The weight % water in hydrous cupric sulfate is approximately 35%. Some of you had some old cupric sulfate that had already begun to dehydrate due to the extremely dry Nevada climate. Answers between 20 and 40 % are reasonable.
Calculating the formula extra credit.
1.) Recognize that the CuSO4 is many times heavier on a molecule by molecule basis than the H2O.
2.) We need to find a ratio of how many molecules of water to how many molecules of CuSO4 are present.
3.) Recall that if you have a GFW then you have one mole of molecules
4.) Calculate number of moles of H2O present.
| 1.8 g H20 | 1 mole H20 |
| 18.02 g H2O |
= 0.1 mole H20
5.) Calculate the number of moles of dry CuSO4 present (Subtract the mass water from the mass of hydrous CuSO4)
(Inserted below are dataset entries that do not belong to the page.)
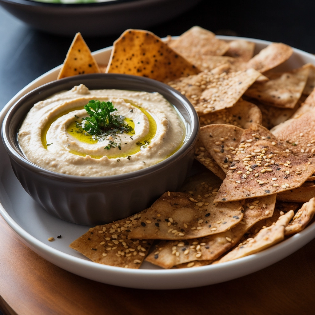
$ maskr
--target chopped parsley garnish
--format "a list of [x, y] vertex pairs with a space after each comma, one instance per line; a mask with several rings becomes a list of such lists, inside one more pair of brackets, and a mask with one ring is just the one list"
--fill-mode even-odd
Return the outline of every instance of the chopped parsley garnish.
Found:
[[119, 135], [134, 131], [131, 126], [125, 123], [126, 117], [122, 115], [112, 114], [117, 110], [111, 102], [92, 100], [84, 108], [90, 117], [86, 117], [81, 123], [77, 122], [77, 127], [79, 129], [77, 132], [85, 134], [87, 133], [92, 136], [94, 140], [100, 142], [107, 140], [108, 144], [104, 149], [109, 150], [112, 147], [118, 146], [121, 150], [121, 140]]

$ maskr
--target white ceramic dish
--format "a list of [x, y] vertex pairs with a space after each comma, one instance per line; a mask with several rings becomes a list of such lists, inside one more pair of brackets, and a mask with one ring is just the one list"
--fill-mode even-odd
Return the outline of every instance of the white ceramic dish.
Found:
[[[227, 41], [239, 38], [218, 36]], [[245, 38], [256, 44], [256, 53], [270, 43]], [[111, 47], [93, 53], [98, 62], [107, 63]], [[279, 70], [297, 68], [307, 62], [315, 65], [315, 56], [297, 49]], [[10, 107], [33, 89], [55, 80], [61, 66], [30, 83], [8, 103], [0, 113], [0, 123]], [[0, 143], [0, 215], [26, 245], [39, 255], [66, 270], [96, 281], [142, 289], [192, 288], [232, 280], [254, 272], [288, 256], [315, 237], [315, 222], [300, 233], [271, 248], [231, 261], [198, 268], [161, 269], [145, 262], [140, 269], [127, 269], [93, 262], [68, 247], [88, 227], [70, 223], [49, 214], [22, 188], [11, 168], [2, 141]], [[61, 235], [60, 239], [56, 237]], [[51, 236], [55, 240], [50, 242]]]

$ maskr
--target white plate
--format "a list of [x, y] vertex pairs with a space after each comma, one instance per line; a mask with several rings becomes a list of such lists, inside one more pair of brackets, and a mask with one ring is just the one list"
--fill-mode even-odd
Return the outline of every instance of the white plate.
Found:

| 3.2 g CuSO4 | 1 mole CuSO4 |
| 160 g CuSO4 |
= 0.02 mole CuSO4
6.) Now we have a ratio, but the numbers are awkward. Lets "normalize" them by dividing both by the smallest number.
0.1 mole/ 0.02 mole = 5 (the H2O)
0.02 mole/ 0.02 mole = 1 ( the CuSO4 )
So for every 1 CuSO4 we have 5 H20 or we can write this CuSO4 . 5H20 and its formal name is copper (II) sulfate pentahydrate.